Wednesday, September 14, 2016

Manufacturing plant incentives...

The below excerpt is from Driven to Succeed: How Frank Hasenfratz Grew Linamar from Guelph to Global, and given the incentive system that was copied, may also make the book The Magna Man an interesting read.
Each plant operated as an independent profit centre headed by a general manager aided by a small management team — called a plant operating committee — that included corporate finance, cash management, material, and marketing. That independence allowed each plant to book new orders, pare costs, and run incentive programs to reward quality work and productivity gains. As part of their compensation, general managers received a salary plus a portion of the plant’s annual profits so they would feel and act like entrepreneurs with a stake in Linamar’s success. “If a general manager of any one plant doesn’t know every employee personally, and any work-related or personal problems that employee may have, then he’s not going to be with us very long,” said Frank. 

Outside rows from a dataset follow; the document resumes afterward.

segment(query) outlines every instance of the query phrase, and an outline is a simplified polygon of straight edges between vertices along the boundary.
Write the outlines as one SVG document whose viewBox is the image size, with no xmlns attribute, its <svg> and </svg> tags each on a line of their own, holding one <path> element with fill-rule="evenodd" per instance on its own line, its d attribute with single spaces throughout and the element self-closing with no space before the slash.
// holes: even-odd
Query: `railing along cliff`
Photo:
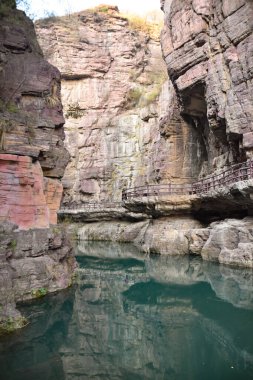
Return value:
<svg viewBox="0 0 253 380">
<path fill-rule="evenodd" d="M 83 204 L 62 206 L 59 213 L 89 213 L 103 212 L 106 210 L 119 209 L 124 206 L 124 201 L 138 197 L 165 195 L 198 195 L 216 190 L 222 186 L 229 186 L 240 181 L 253 178 L 253 159 L 241 164 L 231 165 L 220 173 L 205 177 L 191 184 L 156 184 L 129 188 L 122 191 L 123 202 L 87 202 Z"/>
<path fill-rule="evenodd" d="M 222 186 L 229 186 L 236 182 L 253 178 L 253 159 L 240 164 L 231 165 L 220 173 L 205 177 L 191 184 L 157 184 L 129 188 L 123 190 L 122 200 L 147 196 L 164 195 L 201 195 Z"/>
</svg>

Frank copied the plant size and management incentive plan from another immigrant in the auto parts business, Frank Stronach. Like Frank Hasenfratz, Stronach was a tool-and-die maker who came to Canada, in his case from Austria, in 1954. He started Magna in 1957 and by 1986 had 11,000 employees at ninety plants. “I’ve always been a big admirer of Frank Stronach. He’s a genius the way he set up his plants as stand-alone profit centres. We have duplicated that all the way,” said Frank. “I like his business model and he attracts a lot of good people. The best come from the bottom up.”

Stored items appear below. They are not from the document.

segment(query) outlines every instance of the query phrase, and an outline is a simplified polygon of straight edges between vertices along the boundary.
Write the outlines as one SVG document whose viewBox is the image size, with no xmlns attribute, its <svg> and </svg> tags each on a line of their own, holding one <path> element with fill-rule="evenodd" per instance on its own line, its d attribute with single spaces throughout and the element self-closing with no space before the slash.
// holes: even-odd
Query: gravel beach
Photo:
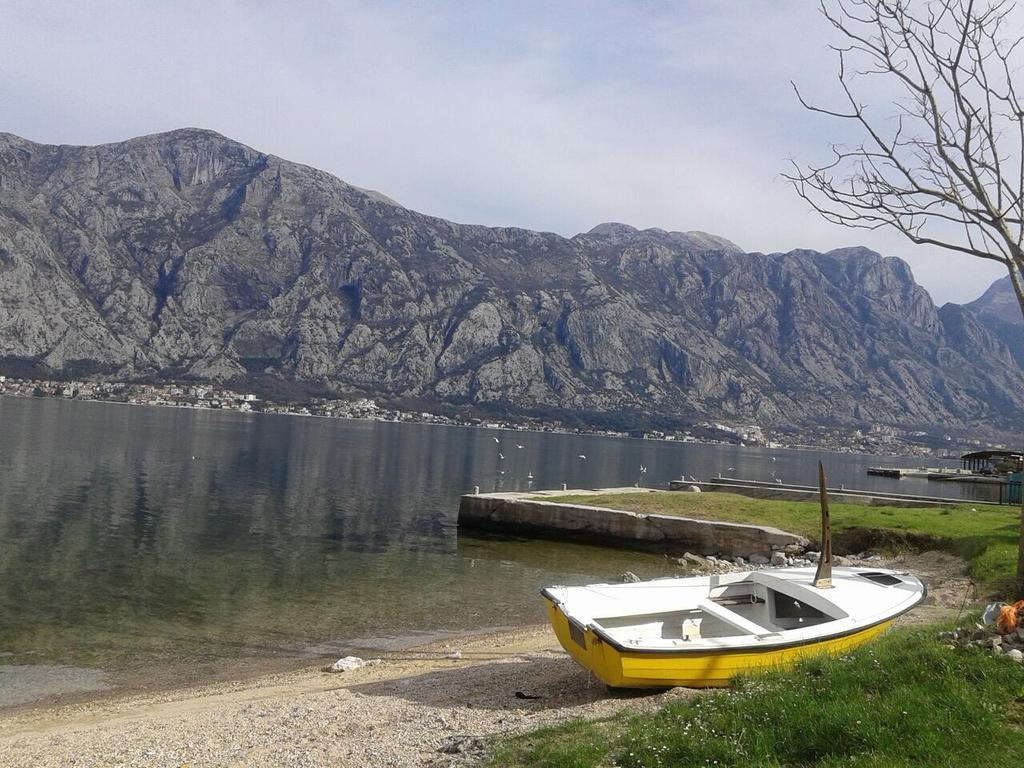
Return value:
<svg viewBox="0 0 1024 768">
<path fill-rule="evenodd" d="M 971 604 L 963 563 L 942 553 L 876 565 L 928 583 L 906 617 L 936 621 Z M 451 658 L 455 650 L 459 658 Z M 573 718 L 606 717 L 699 695 L 611 694 L 547 627 L 436 643 L 359 669 L 322 668 L 159 694 L 0 711 L 0 765 L 464 766 L 484 741 Z"/>
<path fill-rule="evenodd" d="M 447 658 L 454 647 L 424 647 L 342 674 L 316 668 L 0 714 L 0 765 L 465 765 L 495 734 L 688 695 L 609 695 L 546 627 L 467 638 L 457 645 L 461 658 Z"/>
</svg>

Related excerpt, and mental model, from the gold standard of books on mental models and wisdom, Peter Bevelin's Seeking Wisdom: From Darwin to Munger:
“We increased production volume but employee focus, service, and motivation went down.” 
At some point the disadvantages of business size may eat into the advantages. For example, increased costs and investments, per-unit cost increases, systems become too complicated, bureaucracy and inefficiency, etc.
People’s behavior may change when we change the scale of a group. What works well in a group of one size may not work at all in a group of another size. Garrett Hardin illustrates this as he examines the religious Hutterite communities in the northwestern U.S.:
As a colony grows in size, the propensity of the individual to claim a share of production “according to his needs” increases, while his eagerness to work “according to his ability” diminishes. The effectiveness of the overseers (preachers or bosses) also diminishes. Then, as shrinking increases, those less inclined to “goof off” begin to envy the brotherhood of drones, whom they presently join. 
The Hutterites learned that scale or the number of people in each decision unit is important. Up to 150 people per colony, the system can be managed by the force of shame. Above this size an appeal to conscience loses its effectiveness and individuals begin to need more than they contribute. Studies show that groups of about 150 individuals are common in clans of hunter-gatherers, and military units.